Selon l'ancien deuxième vice-président du Burundi, Gervais Rufyikiri, en fuite à l'étranger après avoir dénoncé le troisième mandat de son chef, cette grand-messe que prépare le gouvernement sera donc tout, sauf un dialogue authentique. « Normalement, le vrai dialogue se passe entre les personnes qui ont un point de vue opposé sur une question quelconque. Or, le dialogue initié par le président Nkurunziza, est un dialogue qui va rassembler les personnes qui le soutiennent », réagissait l'ancien vice-président sur la VOA, au lendemain de la publication du décret présidentiel.
Les mêmes causes produisent les mêmes effets…
« Dialogue ou monologue ? », renchérissait le célèbre journaliste et activiste burundais Antoine Kaburahe, sur le site www.iwacu-burundi.org. Pour lui, le parti au pouvoir « doit choisir et ne pas oublier que, lors des négociations d'Arusha, au début, les médiateurs ont commis l'erreur d'exclure une branche armée ». « Le pays a payé cher cette stratégie non inclusive », rappelle Kaburahe, soulignant que le gouvernement actuel « apparemment amnésique, semble oublier que les mêmes causes produisent les mêmes effets… ».
Signé en 2000 à l'issue de longues négociations, l'accord d'Arusha a ouvert la voie à la fin de la guerre entre l'armée burundaise, alors dominée par la minorité tutsie, et des rébellions hutues. Il est considéré comme le socle du nouveau Burundi.

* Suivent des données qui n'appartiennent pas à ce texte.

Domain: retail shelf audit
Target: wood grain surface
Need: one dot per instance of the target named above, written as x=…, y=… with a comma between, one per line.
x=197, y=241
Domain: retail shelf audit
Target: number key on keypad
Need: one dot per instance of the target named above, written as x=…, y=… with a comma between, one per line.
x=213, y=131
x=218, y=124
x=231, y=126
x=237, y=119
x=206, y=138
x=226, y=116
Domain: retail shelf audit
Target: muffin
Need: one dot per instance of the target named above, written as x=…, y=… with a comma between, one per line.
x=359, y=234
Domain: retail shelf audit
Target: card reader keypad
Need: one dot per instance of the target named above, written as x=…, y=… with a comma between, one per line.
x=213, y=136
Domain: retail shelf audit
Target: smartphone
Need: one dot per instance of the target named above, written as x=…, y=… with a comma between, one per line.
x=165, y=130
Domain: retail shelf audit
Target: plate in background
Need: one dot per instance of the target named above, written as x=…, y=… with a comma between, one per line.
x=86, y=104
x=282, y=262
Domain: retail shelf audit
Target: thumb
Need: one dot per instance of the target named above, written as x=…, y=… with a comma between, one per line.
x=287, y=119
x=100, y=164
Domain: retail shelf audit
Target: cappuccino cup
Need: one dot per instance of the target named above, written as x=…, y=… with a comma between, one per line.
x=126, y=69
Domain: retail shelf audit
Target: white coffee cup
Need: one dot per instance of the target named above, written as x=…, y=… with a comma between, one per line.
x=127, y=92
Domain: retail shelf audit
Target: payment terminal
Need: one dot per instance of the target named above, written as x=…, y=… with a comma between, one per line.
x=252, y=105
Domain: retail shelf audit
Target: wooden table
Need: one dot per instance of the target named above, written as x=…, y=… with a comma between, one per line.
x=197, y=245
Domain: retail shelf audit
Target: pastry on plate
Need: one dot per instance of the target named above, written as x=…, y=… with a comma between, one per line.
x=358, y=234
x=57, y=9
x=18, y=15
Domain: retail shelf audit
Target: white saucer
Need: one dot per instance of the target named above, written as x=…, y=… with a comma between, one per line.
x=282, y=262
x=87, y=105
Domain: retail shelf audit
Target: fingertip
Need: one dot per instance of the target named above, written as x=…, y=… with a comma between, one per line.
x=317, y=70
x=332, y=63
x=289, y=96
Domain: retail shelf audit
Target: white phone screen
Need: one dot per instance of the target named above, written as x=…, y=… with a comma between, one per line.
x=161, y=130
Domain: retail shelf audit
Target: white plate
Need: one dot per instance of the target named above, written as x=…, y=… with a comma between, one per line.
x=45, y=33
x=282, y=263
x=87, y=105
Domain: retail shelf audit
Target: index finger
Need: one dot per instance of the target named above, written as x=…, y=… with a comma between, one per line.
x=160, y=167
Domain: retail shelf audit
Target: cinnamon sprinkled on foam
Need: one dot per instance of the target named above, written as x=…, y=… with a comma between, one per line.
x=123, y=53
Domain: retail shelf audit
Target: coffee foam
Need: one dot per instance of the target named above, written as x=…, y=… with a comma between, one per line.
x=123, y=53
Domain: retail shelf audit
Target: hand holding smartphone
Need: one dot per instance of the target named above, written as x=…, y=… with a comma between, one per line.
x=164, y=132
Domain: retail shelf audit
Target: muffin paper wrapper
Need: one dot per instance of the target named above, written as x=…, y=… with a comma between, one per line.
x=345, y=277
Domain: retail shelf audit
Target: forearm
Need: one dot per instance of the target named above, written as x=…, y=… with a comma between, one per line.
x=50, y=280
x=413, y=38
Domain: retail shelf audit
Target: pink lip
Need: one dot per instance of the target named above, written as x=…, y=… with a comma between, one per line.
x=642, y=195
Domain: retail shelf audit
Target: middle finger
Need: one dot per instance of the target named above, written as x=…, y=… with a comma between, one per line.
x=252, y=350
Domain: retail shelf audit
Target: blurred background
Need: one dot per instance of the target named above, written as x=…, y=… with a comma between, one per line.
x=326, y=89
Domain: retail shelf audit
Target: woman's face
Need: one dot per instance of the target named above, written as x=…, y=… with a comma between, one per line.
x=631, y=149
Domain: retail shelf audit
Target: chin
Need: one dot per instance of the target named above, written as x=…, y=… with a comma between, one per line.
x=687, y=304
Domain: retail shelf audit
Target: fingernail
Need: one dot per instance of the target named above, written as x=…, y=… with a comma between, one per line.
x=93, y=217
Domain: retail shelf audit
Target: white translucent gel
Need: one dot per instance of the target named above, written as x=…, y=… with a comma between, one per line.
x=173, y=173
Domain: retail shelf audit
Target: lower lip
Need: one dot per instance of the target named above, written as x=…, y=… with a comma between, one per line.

Gabriel Rufyiri, président de l'Observatoire de lutte contre la corruption et les malversations économiques (OLUCOME), rappelle, lui aussi, que la politique de l'autruche n'a jamais payé au Burundi. Il en donne pour exemple le dialogue organisé en 1990 par le gouvernement du président Pierre Buyoya autour de la question de l'unité nationale. « Les problèmes réels n'avaient pas été discutés. Il a fallu les négociations d'Arusha et de cessez-le-feu où les vraies parties en conflit ont discuté sans faux fuyant pour trouver des solutions aux vrais problèmes de l'époque».
Mais le gouvernement affirme n'avoir pas de leçon de morale à recevoir ni de Kaburahe, ni de Rufyiri.
Que répond-il alors à la puissante et prudente église catholique qui, dans un message publié une semaine avant la publication du décret présidentiel, recommandait déjà un dialogue sans exclusive ? Dans ce message lu dans toutes les églises paroissiales du pays, les évêques catholiques du Burundi appellent leurs compatriotes à « s'asseoir ensemble, sans exclure personne et sans que personne ne s'exclue afin de diagnostiquer ensemble la maladie qui nous afflige et trouver le remède approprié ». « Si nécessaire, n'ayons pas peur de recourir aux médiateurs qui nous y aident», conseillent ces prélats dont les fidèles représentent au moins 60 % de la population du Burundi.